In 1856, Kendall was one of many Washingtonians who were approached by a man soliciting donations to found a school for deaf and blind children in the area. This man had brought five deaf children from New York and recruited several deaf and blind children from among the local population. On learning that the children were not provided proper care, Kendall successfully petitioned the court to make them his wards. He donated two acres of his estate in northeast Washington, D.C., named Kendall Green, to establish housing and a school for them. The school opened with 12 deaf and six blind students.
From such modest beginnings evolved the comprehensive University of international importance that exists today. The following discussion highlights the Institution's progress in its early years.
Abraham Lincoln signed the charter authorizing the conferring of college degrees by the Columbia Institution for the Instruction of the Deaf and Dumb and the Blind, which eventually became Gallaudet University.
Kendall persuaded Congress to incorporate the Columbia Institution for the Instruction of the Deaf and Dumb and the Blind and hired Dr. Edward Miner Gallaudet - son of Thomas Hopkins Gallaudet, founder of the first school for deaf students in the United States - as the school's first superintendent. Gallaudet's deaf mother, Sophia Fowler Gallaudet, who was the widow of the Rev. Thomas Hopkins Gallaudet, became the school's matron.
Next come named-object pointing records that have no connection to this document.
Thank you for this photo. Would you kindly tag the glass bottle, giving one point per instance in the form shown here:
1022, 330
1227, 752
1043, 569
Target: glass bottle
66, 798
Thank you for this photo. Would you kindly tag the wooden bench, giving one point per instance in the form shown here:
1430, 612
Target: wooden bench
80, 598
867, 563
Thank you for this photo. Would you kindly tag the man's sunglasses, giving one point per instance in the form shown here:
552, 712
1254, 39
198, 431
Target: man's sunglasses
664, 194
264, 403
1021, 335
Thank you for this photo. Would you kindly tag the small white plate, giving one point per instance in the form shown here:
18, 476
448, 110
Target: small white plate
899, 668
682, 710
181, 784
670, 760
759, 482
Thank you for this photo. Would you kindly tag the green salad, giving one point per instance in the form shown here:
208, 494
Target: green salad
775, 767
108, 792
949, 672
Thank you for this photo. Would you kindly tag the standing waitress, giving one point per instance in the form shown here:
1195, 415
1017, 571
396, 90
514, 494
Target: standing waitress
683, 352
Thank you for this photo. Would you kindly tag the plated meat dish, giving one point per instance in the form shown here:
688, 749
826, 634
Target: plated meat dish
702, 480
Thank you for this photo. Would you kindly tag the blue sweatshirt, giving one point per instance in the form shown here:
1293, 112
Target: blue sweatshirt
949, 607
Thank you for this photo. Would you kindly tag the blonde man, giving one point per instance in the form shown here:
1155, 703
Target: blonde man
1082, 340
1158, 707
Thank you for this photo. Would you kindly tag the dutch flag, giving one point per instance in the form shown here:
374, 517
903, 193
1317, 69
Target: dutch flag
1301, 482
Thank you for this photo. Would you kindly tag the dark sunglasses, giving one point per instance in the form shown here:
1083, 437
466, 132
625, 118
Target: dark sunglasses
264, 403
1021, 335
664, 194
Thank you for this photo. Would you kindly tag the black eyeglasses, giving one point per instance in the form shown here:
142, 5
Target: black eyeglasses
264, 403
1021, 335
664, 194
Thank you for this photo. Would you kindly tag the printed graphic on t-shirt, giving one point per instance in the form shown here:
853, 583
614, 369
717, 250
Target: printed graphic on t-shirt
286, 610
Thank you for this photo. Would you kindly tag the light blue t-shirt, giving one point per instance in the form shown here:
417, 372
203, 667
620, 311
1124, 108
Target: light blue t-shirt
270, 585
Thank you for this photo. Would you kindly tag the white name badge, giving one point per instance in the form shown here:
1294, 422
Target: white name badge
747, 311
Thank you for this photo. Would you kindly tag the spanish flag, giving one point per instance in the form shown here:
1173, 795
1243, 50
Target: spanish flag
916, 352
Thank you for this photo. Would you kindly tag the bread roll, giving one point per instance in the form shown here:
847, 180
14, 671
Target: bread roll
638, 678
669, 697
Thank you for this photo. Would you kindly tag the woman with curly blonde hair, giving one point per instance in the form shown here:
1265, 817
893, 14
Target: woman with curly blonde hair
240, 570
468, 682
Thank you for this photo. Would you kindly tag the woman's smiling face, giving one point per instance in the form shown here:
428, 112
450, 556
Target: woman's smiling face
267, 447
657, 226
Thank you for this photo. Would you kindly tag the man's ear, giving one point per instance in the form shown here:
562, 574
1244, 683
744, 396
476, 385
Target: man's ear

The First Annual Report on the Columbia Institution recorded an enrollment of 17 students and a total operating budget of $6,437.66 for the year.
The Maryland state legislature provided funds for several of its deaf and blind students to be educated at the Columbia Institution, raising enrollment to 30.
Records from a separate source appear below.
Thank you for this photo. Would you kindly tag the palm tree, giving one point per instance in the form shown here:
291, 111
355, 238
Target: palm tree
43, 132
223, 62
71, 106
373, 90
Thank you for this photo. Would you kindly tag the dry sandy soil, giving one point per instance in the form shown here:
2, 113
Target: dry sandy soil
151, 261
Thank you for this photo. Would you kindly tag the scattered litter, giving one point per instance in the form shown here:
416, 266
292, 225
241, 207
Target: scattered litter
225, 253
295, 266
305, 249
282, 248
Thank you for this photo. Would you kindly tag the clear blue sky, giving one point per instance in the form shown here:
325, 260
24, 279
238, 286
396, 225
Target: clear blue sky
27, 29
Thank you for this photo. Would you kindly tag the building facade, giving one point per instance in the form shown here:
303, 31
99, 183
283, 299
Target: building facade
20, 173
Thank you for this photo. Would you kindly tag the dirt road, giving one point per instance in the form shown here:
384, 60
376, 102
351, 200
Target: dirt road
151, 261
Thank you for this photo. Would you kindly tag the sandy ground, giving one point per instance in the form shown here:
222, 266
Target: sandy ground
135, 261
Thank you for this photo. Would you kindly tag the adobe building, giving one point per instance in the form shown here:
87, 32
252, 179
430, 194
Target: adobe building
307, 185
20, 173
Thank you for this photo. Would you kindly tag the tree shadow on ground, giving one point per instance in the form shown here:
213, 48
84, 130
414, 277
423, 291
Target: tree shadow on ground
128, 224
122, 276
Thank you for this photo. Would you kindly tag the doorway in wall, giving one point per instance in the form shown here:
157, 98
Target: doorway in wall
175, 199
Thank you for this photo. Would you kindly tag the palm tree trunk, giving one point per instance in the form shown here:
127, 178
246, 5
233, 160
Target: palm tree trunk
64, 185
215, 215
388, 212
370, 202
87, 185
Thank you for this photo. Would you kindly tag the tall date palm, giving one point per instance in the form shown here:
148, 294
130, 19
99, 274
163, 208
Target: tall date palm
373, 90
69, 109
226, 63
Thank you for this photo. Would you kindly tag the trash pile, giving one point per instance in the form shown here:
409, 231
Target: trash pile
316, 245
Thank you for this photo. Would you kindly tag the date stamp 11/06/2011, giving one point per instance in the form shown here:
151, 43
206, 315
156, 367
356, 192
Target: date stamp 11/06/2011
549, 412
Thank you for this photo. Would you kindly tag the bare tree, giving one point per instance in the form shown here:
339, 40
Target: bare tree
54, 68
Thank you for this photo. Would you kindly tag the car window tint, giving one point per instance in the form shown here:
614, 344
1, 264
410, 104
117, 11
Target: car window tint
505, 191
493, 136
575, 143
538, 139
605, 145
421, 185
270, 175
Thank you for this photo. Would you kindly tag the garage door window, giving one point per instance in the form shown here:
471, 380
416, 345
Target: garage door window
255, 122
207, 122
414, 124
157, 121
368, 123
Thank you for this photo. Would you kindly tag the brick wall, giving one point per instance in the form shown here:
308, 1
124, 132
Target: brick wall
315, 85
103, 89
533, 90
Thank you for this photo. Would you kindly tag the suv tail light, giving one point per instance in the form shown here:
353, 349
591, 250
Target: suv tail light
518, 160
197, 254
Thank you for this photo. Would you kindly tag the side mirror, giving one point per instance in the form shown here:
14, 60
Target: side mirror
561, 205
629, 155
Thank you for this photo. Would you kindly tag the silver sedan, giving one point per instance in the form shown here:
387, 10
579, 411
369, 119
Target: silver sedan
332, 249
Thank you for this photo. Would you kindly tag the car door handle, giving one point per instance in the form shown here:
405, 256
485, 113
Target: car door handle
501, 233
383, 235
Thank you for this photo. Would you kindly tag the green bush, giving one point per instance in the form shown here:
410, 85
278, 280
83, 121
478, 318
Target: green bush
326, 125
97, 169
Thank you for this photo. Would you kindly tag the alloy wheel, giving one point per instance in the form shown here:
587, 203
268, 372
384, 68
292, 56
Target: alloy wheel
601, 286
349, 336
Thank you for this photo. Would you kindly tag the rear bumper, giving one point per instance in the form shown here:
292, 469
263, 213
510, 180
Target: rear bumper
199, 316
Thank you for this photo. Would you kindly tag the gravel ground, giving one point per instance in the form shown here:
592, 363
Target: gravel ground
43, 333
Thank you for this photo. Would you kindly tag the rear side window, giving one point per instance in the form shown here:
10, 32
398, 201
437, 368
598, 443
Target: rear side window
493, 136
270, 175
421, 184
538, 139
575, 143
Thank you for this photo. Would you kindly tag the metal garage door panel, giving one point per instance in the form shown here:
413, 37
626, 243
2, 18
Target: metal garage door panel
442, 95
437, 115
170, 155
Congress authorized the Institution to confer college degrees, and President Abraham Lincoln signed the bill into law. Gallaudet was made president of the entire corporation, and Kendall became chairman of its Board of Directors. John Carlin, a deaf New York artist, received the first conferred degree, an honorary M.A., for his aggressive advocacy of education for deaf people. Eight students were enrolled in the College, which at that time was known as the National College for the Deaf and Dumb.